At the Yurt Foundation, we're trying to help our civilization move in that direction by encouraging the process I call social design: a process in which every person makes himself responsible for examining a variety of cultural elements and putting them together in a pattern, that fits his own needs. The contribution the foundation can make is raw materials . . . a reservoir of alternatives from which the individual can choose.

Our options for social design come not only from other cultures, of course, but from within our own. We've got to be able to look at our relationships with people, with animals, with objects, with books, with the movies . . . and reevaluate these relationships and put them together in different combinations.

Everyone's pattern will be different, of course. For myself, I'm excited about living close to the land because contact with the primary forces of nature is the best way I know to build a more stable life. However, the Yurt Foundation will be collecting knowledge that can make possible all kinds of lifestyles . . . not just those that appeal to me personally. Each person can use the raw data to fit his own needs.

PLOWBOY: You've had intensive exposure to other cultures, of course, with all the traveling you've done. Did the idea for the Yurt Foundation grow directly out of that experience?

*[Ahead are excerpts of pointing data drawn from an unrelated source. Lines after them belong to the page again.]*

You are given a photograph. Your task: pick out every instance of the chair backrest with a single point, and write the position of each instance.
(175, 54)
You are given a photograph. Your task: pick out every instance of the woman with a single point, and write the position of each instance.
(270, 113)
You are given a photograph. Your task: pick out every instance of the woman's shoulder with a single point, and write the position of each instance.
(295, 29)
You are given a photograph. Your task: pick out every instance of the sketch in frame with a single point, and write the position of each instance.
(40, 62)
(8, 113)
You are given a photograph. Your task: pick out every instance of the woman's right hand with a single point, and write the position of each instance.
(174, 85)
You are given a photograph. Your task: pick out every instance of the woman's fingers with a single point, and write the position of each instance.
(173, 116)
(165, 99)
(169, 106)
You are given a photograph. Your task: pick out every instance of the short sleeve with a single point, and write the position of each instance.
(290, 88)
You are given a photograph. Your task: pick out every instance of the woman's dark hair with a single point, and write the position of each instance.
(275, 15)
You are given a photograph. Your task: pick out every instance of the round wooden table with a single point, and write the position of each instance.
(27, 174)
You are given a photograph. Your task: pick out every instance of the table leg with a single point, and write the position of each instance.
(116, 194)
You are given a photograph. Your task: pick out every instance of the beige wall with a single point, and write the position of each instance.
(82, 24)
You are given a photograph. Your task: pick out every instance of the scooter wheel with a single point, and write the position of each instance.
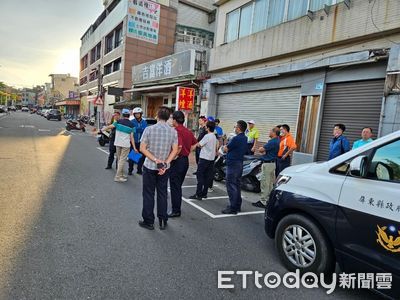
(218, 176)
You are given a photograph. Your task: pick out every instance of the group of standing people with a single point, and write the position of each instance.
(125, 136)
(166, 151)
(339, 144)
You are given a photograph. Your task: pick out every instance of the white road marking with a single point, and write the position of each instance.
(190, 202)
(211, 215)
(239, 214)
(106, 152)
(219, 197)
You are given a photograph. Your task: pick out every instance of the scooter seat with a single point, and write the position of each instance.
(251, 157)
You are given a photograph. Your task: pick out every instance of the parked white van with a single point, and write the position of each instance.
(346, 210)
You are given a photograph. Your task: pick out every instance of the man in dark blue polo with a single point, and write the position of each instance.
(236, 149)
(270, 153)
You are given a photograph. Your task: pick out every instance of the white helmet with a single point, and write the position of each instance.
(137, 110)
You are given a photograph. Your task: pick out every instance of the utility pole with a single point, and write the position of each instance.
(99, 92)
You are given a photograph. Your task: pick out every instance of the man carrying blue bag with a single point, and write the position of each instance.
(139, 125)
(123, 141)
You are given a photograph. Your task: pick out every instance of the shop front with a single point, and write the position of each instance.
(69, 107)
(309, 96)
(155, 83)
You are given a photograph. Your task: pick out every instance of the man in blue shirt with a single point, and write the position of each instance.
(270, 153)
(139, 125)
(219, 131)
(236, 149)
(339, 143)
(366, 135)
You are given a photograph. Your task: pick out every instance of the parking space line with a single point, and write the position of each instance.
(217, 197)
(188, 201)
(239, 214)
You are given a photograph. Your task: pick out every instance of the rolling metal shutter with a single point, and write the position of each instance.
(266, 108)
(356, 105)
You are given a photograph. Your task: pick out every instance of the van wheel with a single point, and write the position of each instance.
(302, 245)
(218, 175)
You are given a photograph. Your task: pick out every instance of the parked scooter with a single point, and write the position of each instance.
(251, 171)
(92, 121)
(103, 137)
(75, 125)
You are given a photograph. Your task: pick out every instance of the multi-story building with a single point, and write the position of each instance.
(28, 97)
(61, 86)
(155, 82)
(125, 34)
(309, 64)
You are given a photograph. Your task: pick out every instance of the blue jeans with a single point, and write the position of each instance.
(281, 164)
(112, 149)
(152, 182)
(234, 172)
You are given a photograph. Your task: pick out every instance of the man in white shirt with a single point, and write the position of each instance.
(205, 168)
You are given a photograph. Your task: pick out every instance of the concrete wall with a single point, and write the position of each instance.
(138, 52)
(391, 115)
(342, 27)
(193, 17)
(131, 51)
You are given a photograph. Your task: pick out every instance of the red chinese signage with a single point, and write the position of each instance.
(185, 98)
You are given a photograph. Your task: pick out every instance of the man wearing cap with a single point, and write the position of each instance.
(139, 125)
(287, 146)
(111, 149)
(235, 149)
(123, 140)
(270, 153)
(202, 133)
(252, 134)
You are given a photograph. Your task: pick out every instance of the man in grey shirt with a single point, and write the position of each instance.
(205, 168)
(159, 144)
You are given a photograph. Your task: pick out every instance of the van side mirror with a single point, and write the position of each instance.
(358, 166)
(383, 171)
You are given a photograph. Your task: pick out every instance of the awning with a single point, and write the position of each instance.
(69, 103)
(91, 98)
(152, 88)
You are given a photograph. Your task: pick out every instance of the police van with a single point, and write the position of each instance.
(346, 210)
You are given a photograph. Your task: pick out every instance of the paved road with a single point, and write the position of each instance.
(67, 231)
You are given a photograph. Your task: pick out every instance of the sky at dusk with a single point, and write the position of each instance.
(40, 37)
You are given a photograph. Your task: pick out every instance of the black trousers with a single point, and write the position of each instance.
(177, 175)
(141, 161)
(249, 147)
(112, 149)
(197, 154)
(152, 182)
(281, 164)
(204, 174)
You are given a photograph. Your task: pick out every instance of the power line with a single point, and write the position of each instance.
(377, 28)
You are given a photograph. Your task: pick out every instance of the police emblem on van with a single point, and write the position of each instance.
(388, 241)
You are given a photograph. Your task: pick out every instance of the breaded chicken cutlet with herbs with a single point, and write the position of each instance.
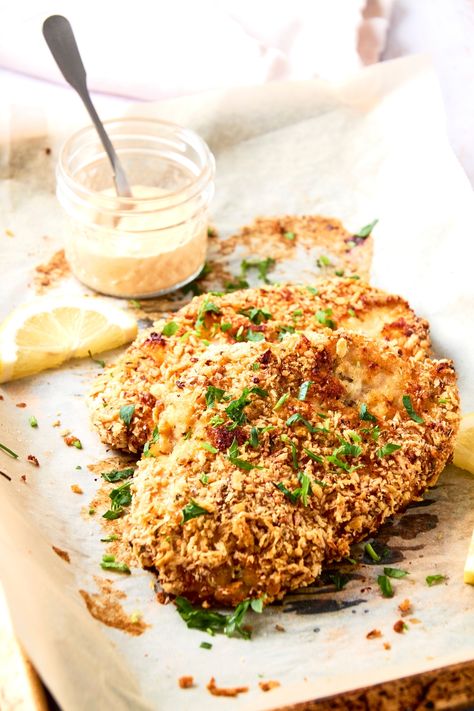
(163, 352)
(279, 456)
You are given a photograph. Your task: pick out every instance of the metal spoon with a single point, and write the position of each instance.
(60, 39)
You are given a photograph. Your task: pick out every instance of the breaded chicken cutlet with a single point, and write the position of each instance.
(281, 455)
(161, 353)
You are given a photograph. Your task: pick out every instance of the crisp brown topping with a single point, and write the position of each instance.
(222, 691)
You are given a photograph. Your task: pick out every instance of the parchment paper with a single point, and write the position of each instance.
(373, 148)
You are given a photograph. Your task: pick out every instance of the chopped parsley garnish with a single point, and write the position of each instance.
(297, 417)
(118, 474)
(170, 328)
(209, 447)
(313, 456)
(257, 316)
(109, 563)
(304, 387)
(387, 449)
(364, 414)
(154, 439)
(126, 414)
(323, 316)
(213, 395)
(385, 585)
(99, 361)
(8, 451)
(193, 510)
(120, 497)
(211, 622)
(253, 439)
(205, 308)
(407, 404)
(371, 552)
(366, 230)
(263, 266)
(283, 330)
(323, 261)
(294, 453)
(395, 572)
(255, 336)
(235, 410)
(233, 457)
(435, 579)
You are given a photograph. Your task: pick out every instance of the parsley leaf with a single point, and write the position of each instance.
(126, 414)
(385, 585)
(323, 317)
(109, 563)
(364, 414)
(365, 231)
(193, 510)
(304, 387)
(170, 328)
(118, 474)
(263, 266)
(387, 449)
(407, 403)
(213, 395)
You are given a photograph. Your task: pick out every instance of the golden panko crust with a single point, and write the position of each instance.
(273, 458)
(268, 312)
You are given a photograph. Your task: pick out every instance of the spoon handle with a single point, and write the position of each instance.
(60, 39)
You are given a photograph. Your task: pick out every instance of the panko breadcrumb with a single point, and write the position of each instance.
(273, 458)
(268, 313)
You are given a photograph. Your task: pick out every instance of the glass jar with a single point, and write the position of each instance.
(153, 242)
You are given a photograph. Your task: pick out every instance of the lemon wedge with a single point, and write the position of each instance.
(469, 565)
(46, 332)
(463, 456)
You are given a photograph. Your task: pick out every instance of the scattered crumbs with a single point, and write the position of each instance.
(106, 607)
(223, 691)
(373, 634)
(268, 685)
(51, 272)
(72, 441)
(405, 607)
(399, 626)
(62, 554)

COPERTHWAITE: Not really. The foundation developed from an earlier plan of mine for a school-centered community here at Bucks Harbor . . . that's what I bought the land for. At that time I thought early education was the key to social change . . . I wanted to provide a learning atmosphere that would help children grow into adults who were capable of sound economic, social, political and moral decisions.

Then I began to have doubts about the school project, and about the whole child-centered approach. It struck me that the one thing a child growing up today lacks most is the opportunity to listen to serious adult conversation. There are times when kids should be seen and not heard. Group life that revolves around a child with everyone sitting and listening to him all the time doesn't necessarily help him to grow.

Many adults (including teachers) are spending a lot of time as professional baby sitters, taking care of children instead of being concerned with our own growth. I believe, though, that a youngster who grows up among people who are excited about their own creativity and intellectual development has one of the best learning environments imaginable.